ジークは椅子を引いてクロエに差し出すと、自身はキーボードに向き直る。彼が打ち込むと、中央のメインモニターが切り替わった。映し出されたのはサリエールの詳細な地図だ。武器庫、食料庫、コントロール室、司令室、研究所……主要な拠点が網羅されている。
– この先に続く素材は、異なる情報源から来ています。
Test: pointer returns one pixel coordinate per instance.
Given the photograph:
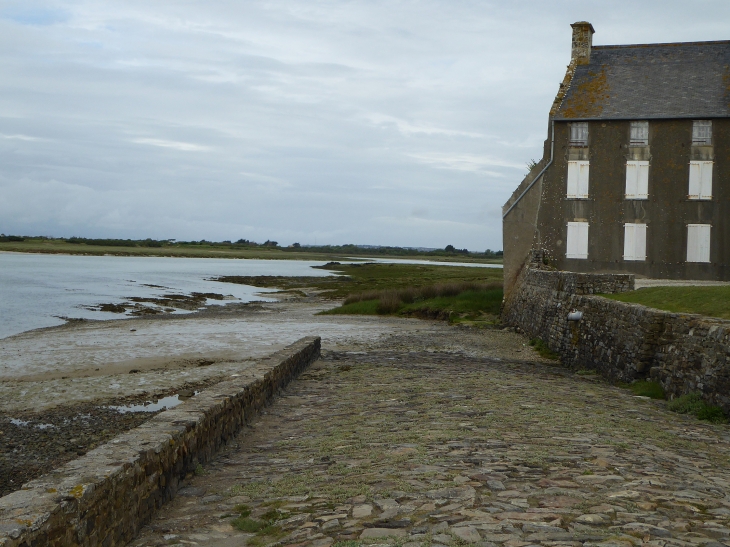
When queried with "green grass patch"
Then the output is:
(246, 524)
(543, 349)
(710, 301)
(368, 281)
(470, 303)
(457, 301)
(644, 388)
(264, 527)
(366, 307)
(692, 403)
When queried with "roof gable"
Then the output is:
(684, 80)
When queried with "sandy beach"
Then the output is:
(57, 385)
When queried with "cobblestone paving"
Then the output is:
(418, 448)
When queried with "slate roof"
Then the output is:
(683, 80)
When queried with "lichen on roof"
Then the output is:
(650, 81)
(589, 96)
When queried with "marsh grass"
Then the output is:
(644, 388)
(692, 403)
(710, 301)
(456, 301)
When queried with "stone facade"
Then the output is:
(686, 353)
(106, 496)
(607, 90)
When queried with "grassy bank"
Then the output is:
(455, 302)
(355, 279)
(456, 293)
(710, 301)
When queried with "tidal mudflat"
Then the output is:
(57, 385)
(425, 440)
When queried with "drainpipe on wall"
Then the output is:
(552, 148)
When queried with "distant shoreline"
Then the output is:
(257, 254)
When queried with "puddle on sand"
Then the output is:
(23, 423)
(153, 406)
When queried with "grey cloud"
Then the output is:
(331, 121)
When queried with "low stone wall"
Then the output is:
(686, 353)
(106, 496)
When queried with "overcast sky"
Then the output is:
(371, 122)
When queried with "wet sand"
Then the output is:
(57, 384)
(103, 360)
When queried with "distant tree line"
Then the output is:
(348, 249)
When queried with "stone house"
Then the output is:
(634, 176)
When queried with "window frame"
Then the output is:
(634, 128)
(636, 243)
(700, 253)
(699, 128)
(579, 229)
(578, 179)
(700, 180)
(638, 170)
(578, 129)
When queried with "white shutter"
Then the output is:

「仕事が早いな……。後、そこは……そう、気をつけろ」


ジークは画面を見ながら、双子のアキラとカグヤへ即座に的確な指示を飛ばしていく。


「こうして情報が集まってきたものを精査する。突入までもう少し時間がかかるが、ここなら奴らにも見つからない。安心しろ」


先程のクロエの不安を汲み取ったようなその言葉に、胸が温かくなる。


「今日は疲れただろう。寝室を案内する」


ジークに案内された寝室で、クロエはふと立ち止まり、問いかけた。


「ねぇ、貴方はどこで寝るの?」


「……一緒に寝る気か?」


その言葉に、クロエは一瞬で顔を赤く染め上げた。


「あ、いや……あ、うん。その、そのほうが安心できるなって……」


だんだんと声が小さくなる彼女を見て、ジークは笑いが止まらなくなっていた。


「そんなに笑う?」


「いや、あまりにも可愛くてな。なら、この部屋で待ってろ。仕事を終えたら戻ってくる」


ジークはそう言うと、扉に手をかけたまま身を屈め、クロエの唇に触れるだけの淡い口づけを落とした。


「先に寝てても構わないからな」


彼がモニターのある部屋へと戻っていく背中を見送りながら、クロエは高鳴る鼓動を抑えられなかった。


「サリエールに乗り込むことになるんだから、しっかりしないと……」


自分にそう言い聞かせるが、指先が自然と、先ほど唇に触れた彼の感触をなぞる。


「……起きて、ようかな」


再びの口づけを淡い期待と共に夢見て、クロエは寝室の扉の向こうへと足を踏み入れた。